From RH Jones, January 30, 2008
Subject: Fw: Marc Dann ... equal billing for hospital services
To all:
How wise CORE was to endorse and back this wonderful gentleman, Attorney General Marc Dann. Since his election, he has moved Ohio smartly ahead in becoming a more open, just and law abiding society. He most certainly has become a credit to this great state; and, while doing so, has established himself to capture even greater political opportunities in the future. Hopefully, he will even seek higher office. He service to the people of Ohio is greatly appreciated by this citizen!
RH Jones, a proud Concerned Ohio Retired Educator (CORE) member
Ohio attorney general wants poor to pay same for medical care as insurance companies
Posted by Joan Mazzolini January 30, 2008
Cleveland Plain Dealer
Ohio's attorney general wants to ensure that the state's poor and uninsured pay the same prices for medical care as insurance companies
That's but one part of Attorney General Marc Dann's new push to define what nonprofit hospitals must do for their communities to remain exempt from paying property taxes.
Dann said at a meeting this week with Plain Dealer reporters and editors that he will hire experts to help define charity care.
He is concerned about uninsured patients paying high prices for medical procedures because they don't get hefty discounts that insurance companies negotiate.

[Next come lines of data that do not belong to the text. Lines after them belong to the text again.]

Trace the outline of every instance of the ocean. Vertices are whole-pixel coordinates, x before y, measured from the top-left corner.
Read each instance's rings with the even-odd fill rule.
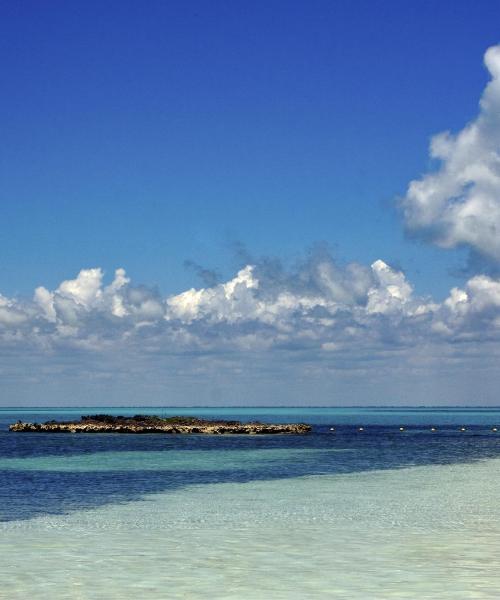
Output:
[[[313,431],[8,431],[96,412]],[[0,409],[0,598],[498,598],[499,475],[500,409]]]

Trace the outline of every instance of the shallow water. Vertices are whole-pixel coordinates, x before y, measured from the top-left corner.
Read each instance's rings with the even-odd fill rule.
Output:
[[[316,425],[13,434],[63,415],[4,411],[1,597],[498,597],[500,411],[254,410],[192,414]]]

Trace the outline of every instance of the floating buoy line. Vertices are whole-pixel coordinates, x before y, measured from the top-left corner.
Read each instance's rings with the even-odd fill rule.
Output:
[[[365,430],[365,428],[364,428],[364,427],[357,427],[356,429],[357,429],[357,431],[359,431],[359,432],[363,432],[363,431]],[[418,428],[418,427],[415,427],[415,430],[416,430],[416,431],[418,431],[418,430],[419,430],[419,428]],[[437,427],[431,427],[431,428],[430,428],[430,431],[432,431],[433,433],[434,433],[434,432],[436,432],[437,430],[438,430],[438,428],[437,428]],[[336,429],[335,427],[330,427],[330,431],[334,432],[334,431],[337,431],[337,429]],[[406,431],[406,427],[403,427],[403,426],[401,426],[401,427],[399,428],[399,431]],[[458,431],[461,431],[461,432],[463,433],[463,432],[467,431],[467,427],[465,427],[465,426],[459,427]],[[492,428],[491,428],[491,431],[492,431],[493,433],[497,433],[497,432],[498,432],[498,427],[492,427]],[[387,433],[387,431],[385,431],[384,433]]]

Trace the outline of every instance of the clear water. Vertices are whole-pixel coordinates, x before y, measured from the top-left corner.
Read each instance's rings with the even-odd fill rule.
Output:
[[[7,431],[92,412],[314,430]],[[494,426],[500,410],[1,410],[0,597],[498,598]]]

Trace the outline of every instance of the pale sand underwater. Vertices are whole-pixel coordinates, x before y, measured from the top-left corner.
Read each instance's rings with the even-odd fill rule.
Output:
[[[205,484],[13,520],[0,524],[0,594],[498,598],[499,474],[488,459]]]

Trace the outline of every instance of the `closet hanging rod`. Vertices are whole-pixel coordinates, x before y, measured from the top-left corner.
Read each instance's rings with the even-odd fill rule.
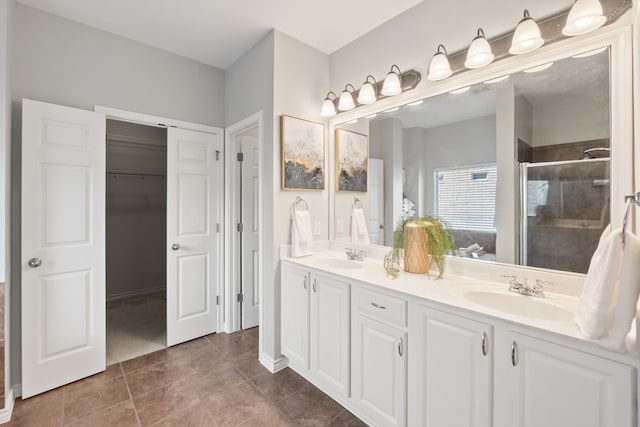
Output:
[[[167,174],[165,174],[165,173],[126,172],[126,171],[107,171],[107,175],[111,175],[111,176],[167,176]]]

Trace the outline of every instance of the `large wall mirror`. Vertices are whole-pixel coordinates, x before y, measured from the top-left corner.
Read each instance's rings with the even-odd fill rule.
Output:
[[[459,256],[586,273],[612,219],[612,155],[629,147],[612,139],[611,55],[589,48],[334,123],[369,138],[367,191],[335,193],[335,239],[350,241],[357,197],[372,244],[390,246],[412,208],[449,224]]]

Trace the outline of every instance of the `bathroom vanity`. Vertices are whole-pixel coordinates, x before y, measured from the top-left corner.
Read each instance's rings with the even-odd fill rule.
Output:
[[[580,336],[575,287],[510,293],[509,268],[394,280],[379,259],[283,258],[282,354],[373,426],[635,426],[637,354]]]

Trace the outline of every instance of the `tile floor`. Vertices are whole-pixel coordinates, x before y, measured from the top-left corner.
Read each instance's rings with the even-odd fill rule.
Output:
[[[212,334],[17,399],[13,426],[363,426],[290,369],[257,360],[258,329]]]
[[[107,365],[167,346],[165,292],[107,302]]]

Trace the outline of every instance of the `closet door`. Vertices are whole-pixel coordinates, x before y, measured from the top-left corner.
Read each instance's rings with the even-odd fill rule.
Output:
[[[22,103],[22,397],[105,369],[105,117]]]
[[[167,133],[167,345],[217,331],[219,134]]]

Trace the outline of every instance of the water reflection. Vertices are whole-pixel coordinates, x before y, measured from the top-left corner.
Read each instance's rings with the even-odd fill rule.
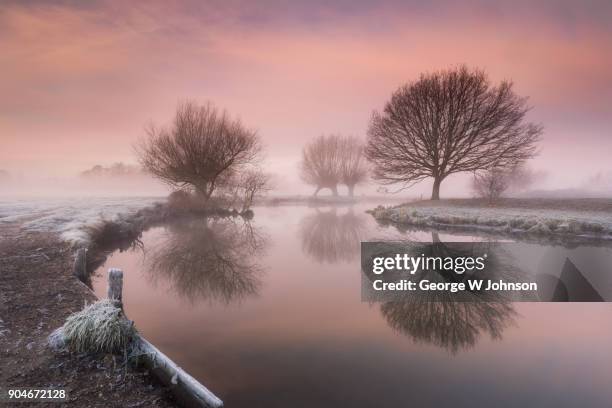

Dann's push is part of a national effort to make nonprofit hospitals accountable. Communities throughout Northeast Ohio are challenging the tax-exempt status of hospitals, arguing that many of their satellite offices provide no charity care or other community benefits. The first test case will be a Cleveland Clinic facility in Beachwood.
Dann plans to look at what other states are doing as well, and he will consider the work of Republican Sen. Chuck Grassley of Iowa, who launched an investigation into the nonprofit status of hospital systems nationwide a few years ago.
Minnesota is a particular interest. Hospitals there agreed in 2005 not to charge uninsured patients with low incomes more than they charge insurance companies. The agreement prohibits hospitals from using abusive debt collection practices.
In Illinois, the attorney general proposed legislation in 2006 that would require nonprofit hospitals to devote at least 8 percent of their operating costs to charity care or pay the state the difference.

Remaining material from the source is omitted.